Now we will see how to use the RVI with the RSI to create a trading strategy based on signals from both of them.

Creating & Back-testing the Strategy

The intuition of the strategy is to buy on momentum signals with a condition that volatility is low relative to the previous periods and to sell on momentum signals with a condition that volatility is high relative to the previous periods. This is to refer to the saying that volatility is usually negatively correlated to the variable which in case is our market price.

It is not extremely accurate to say that when volatility goes down, the market goes up, as a stable bearish downtrend can also have low volatility and sudden upside spikes can have high volatility.

Hence, our conditions in detail will be:

• Go long (Buy) whenever the 2-period RSI reaches or breaks 10 with the 14-period RVI is below its neutrality level 50%.
• Go short (Sell) whenever the 2-period RSI reaches or surpasses 90 with the 14-period RVI is above its neutrality level 50%.
• Use the Average True Range indicator as risk management system.

def signal(Data, rvi_col, rsi_col, buy, sell):
    
    for i in range(len(Data)):
            
        if Data[i, rsi_col] < lower_barrier and Data[i - 1, rsi_col] > lower_barrier and Data[i - 2, rsi_col] > lower_barrier and \
            Data[i, rvi_col] < 50:
            Data[i, buy] = 1
            
        if Data[i, rsi_col] > upper_barrier and Data[i - 1, rsi_col] < upper_barrier and Data[i - 2, rsi_col] < upper_barrier and \
            Data[i, rvi_col] > 50:
            Data[i, sell] = -1

Let us check out the results on the EURUSD and USDCHF hourly OHLC data since January 2010.

Visibly, the strategy delivers some return, even though there are some stale periods where return is moving sideways, but overall, it does seem to show good potential. We can also take a look at the AUDCAD below which seems to be the outperformer of the major currencies.

Conclusion

As always, we back-test and analyze the results. But when do we know that we have a winning strategy? That can be answered by applying the following steps into any back-tested strategy:

• The transaction costs should be represented as accurately as possible. The majority of strategies are sensitive to transaction costs.
• The back-tests should relatively perform well across the time frames due to the self similarity property of the financial markets. This also ensures that you back-test it using different costs.
• The strategies should not be overly sensitive to changes in its variables. For example, if you use a lookback period of 4 on an indicator, then using a lookback period of 5 should not change drastically the results.

Why was this article written? It is certainly not a spoon-feeding method or the way to a profitable strategy. If you follow my articles, you will notice that I place more emphasize on how to do it instead of here it is and that I also provide functions not full replicable code. In the financial industry, you should combine the pieces yourself from other exogenous information and data, only then, will you master the art of research and trading.

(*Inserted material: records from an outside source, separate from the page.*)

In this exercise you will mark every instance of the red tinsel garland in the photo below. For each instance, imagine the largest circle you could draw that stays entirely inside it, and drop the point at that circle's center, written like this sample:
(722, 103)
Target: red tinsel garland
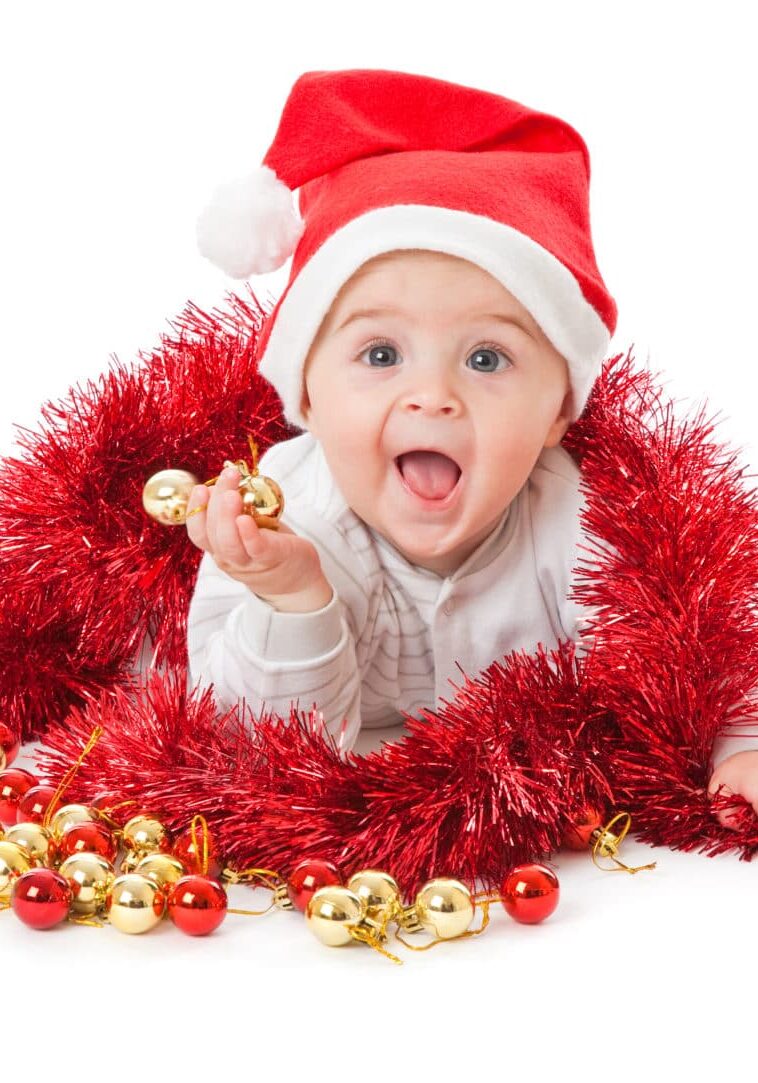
(487, 780)
(86, 573)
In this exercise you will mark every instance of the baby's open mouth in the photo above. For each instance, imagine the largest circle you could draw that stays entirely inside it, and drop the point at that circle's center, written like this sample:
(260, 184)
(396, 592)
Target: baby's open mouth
(429, 474)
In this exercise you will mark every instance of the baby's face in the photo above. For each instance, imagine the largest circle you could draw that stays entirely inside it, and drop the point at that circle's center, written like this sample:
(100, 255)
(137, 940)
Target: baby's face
(453, 362)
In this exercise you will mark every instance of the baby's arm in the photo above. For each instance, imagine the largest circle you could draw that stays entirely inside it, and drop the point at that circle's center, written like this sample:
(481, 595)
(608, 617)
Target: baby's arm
(264, 623)
(246, 648)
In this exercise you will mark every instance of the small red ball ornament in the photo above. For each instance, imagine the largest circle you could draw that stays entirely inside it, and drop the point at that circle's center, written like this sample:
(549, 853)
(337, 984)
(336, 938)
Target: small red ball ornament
(192, 855)
(197, 904)
(578, 834)
(41, 898)
(306, 877)
(530, 892)
(14, 782)
(9, 746)
(34, 804)
(88, 837)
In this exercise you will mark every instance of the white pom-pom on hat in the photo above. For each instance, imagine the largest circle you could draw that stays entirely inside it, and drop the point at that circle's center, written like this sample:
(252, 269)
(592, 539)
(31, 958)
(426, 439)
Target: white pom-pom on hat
(250, 224)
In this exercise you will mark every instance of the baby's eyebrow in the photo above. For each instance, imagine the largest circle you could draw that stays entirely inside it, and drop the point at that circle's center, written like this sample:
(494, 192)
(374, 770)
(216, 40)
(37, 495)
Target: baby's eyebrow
(370, 313)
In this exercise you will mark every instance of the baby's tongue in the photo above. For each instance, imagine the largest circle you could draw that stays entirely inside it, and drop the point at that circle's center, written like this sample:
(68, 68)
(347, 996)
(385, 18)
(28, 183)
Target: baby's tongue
(429, 473)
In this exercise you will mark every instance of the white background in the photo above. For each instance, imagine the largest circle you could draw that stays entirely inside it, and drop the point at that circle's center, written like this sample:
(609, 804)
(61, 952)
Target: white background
(117, 121)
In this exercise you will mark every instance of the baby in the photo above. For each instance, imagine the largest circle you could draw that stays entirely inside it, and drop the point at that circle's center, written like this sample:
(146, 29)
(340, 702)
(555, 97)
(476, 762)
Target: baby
(442, 327)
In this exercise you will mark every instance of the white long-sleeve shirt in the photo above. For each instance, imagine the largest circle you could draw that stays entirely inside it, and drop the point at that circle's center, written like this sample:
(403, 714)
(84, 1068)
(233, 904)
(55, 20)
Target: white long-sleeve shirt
(391, 635)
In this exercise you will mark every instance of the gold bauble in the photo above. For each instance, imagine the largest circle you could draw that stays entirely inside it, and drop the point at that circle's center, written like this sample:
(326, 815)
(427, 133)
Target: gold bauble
(145, 834)
(263, 499)
(13, 862)
(68, 814)
(330, 910)
(134, 903)
(445, 908)
(35, 839)
(378, 890)
(90, 877)
(130, 860)
(160, 868)
(166, 496)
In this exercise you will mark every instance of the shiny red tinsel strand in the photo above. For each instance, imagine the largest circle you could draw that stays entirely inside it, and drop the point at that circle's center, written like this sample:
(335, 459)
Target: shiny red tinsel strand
(72, 521)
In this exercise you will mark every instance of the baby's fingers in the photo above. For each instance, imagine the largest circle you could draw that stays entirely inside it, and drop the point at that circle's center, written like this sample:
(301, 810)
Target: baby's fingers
(196, 524)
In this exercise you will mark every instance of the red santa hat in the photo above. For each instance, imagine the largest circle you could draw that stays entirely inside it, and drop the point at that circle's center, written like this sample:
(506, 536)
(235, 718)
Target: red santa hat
(388, 160)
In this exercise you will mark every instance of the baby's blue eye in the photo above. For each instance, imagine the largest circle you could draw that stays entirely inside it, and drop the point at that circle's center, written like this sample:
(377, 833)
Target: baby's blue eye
(489, 356)
(378, 355)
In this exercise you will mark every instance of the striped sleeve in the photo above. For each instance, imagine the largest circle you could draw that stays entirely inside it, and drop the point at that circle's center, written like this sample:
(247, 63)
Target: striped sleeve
(247, 650)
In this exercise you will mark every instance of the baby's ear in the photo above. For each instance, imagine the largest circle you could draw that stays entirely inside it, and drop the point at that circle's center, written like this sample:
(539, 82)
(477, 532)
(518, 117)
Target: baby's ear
(559, 427)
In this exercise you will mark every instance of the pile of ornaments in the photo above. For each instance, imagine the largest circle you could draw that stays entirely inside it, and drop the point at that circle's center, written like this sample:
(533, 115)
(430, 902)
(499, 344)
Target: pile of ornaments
(75, 862)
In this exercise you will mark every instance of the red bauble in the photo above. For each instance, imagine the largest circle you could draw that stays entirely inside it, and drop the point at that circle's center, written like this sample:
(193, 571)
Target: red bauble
(88, 837)
(41, 898)
(192, 857)
(9, 745)
(34, 804)
(578, 834)
(197, 904)
(306, 877)
(530, 892)
(14, 783)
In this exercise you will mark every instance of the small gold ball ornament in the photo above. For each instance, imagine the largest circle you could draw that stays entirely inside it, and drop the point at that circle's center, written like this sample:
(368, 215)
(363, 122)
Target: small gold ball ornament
(166, 496)
(146, 835)
(35, 839)
(67, 814)
(330, 910)
(444, 907)
(378, 890)
(130, 860)
(90, 877)
(134, 903)
(13, 861)
(162, 869)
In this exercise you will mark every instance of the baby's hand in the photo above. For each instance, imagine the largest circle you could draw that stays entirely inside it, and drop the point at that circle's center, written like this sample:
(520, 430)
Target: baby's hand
(736, 774)
(277, 565)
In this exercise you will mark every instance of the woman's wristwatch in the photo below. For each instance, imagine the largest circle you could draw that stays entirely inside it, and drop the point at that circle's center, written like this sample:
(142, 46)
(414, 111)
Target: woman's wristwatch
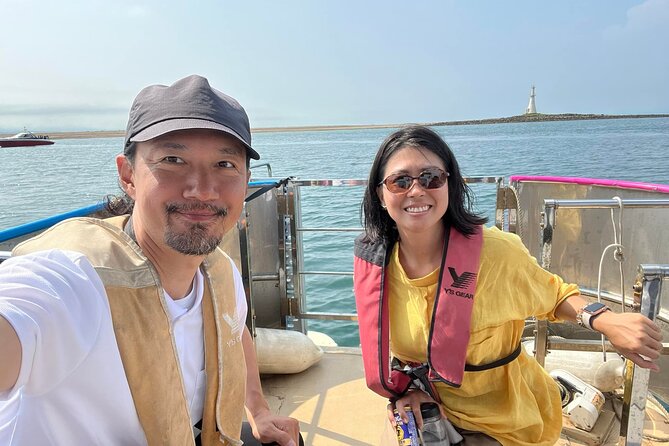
(589, 312)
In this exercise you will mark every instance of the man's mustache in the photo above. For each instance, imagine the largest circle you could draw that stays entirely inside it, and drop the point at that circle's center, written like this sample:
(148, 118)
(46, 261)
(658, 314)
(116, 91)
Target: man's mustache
(172, 208)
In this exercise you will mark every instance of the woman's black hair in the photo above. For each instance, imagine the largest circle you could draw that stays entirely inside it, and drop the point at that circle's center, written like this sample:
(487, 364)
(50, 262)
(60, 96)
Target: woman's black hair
(377, 222)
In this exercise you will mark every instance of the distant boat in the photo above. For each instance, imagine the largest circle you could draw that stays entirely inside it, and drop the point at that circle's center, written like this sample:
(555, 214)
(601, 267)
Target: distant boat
(25, 139)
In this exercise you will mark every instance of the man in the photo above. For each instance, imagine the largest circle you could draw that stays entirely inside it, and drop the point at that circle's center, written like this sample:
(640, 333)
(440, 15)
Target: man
(130, 330)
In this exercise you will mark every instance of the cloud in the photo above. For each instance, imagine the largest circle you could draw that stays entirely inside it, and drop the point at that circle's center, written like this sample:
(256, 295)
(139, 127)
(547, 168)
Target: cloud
(137, 11)
(650, 18)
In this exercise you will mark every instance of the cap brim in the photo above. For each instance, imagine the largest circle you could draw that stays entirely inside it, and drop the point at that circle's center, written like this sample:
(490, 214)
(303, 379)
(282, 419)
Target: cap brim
(172, 125)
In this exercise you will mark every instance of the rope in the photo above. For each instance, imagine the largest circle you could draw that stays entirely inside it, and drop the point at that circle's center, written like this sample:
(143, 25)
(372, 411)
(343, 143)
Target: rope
(618, 255)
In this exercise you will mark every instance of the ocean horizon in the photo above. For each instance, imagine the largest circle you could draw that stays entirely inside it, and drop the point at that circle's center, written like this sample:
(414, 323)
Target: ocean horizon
(37, 182)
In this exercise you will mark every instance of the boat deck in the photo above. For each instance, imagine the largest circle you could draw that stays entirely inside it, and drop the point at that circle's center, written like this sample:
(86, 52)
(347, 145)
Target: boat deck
(335, 407)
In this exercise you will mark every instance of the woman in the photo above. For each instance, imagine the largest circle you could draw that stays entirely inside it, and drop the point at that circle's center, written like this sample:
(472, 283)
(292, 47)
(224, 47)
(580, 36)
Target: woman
(434, 287)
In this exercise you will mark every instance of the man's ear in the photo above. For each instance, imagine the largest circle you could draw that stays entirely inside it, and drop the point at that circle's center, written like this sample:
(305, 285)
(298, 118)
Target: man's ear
(125, 175)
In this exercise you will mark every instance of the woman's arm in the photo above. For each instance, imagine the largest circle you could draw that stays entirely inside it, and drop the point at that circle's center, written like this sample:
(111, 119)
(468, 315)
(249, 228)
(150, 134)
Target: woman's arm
(634, 336)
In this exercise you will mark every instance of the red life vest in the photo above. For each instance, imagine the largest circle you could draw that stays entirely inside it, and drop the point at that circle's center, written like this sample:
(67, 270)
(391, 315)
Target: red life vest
(451, 316)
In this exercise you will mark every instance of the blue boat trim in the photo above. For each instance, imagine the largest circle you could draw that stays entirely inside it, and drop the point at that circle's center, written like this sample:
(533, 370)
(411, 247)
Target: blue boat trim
(38, 225)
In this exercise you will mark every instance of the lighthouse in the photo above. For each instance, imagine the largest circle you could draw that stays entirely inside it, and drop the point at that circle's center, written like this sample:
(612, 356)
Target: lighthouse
(531, 107)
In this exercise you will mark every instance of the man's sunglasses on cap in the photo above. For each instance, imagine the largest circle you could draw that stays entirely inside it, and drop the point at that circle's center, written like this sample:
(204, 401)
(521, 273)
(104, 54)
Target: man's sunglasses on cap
(400, 183)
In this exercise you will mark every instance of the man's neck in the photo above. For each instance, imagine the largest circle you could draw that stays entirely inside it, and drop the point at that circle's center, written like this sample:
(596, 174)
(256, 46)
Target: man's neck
(175, 270)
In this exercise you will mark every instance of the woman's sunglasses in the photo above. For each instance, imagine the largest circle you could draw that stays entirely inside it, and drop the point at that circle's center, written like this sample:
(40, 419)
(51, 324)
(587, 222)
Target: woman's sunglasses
(400, 183)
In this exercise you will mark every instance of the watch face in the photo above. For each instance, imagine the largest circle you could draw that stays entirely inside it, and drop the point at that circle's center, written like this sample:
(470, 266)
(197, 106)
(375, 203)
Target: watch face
(594, 307)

I always advise you to do the proper back-tests and understand any risks relating to trading. For example, the above results are not indicative as the spread we have used is very competitive and may be considered hard to constantly obtain in the retail trading world (but not impossible). However, with institutional bid/ask spreads, it may be possible to lower the costs such as that a systematic medium-frequency strategy starts being very profitable. You must never expect guaranteed returns and it is your sole responsibility to generate your own signals.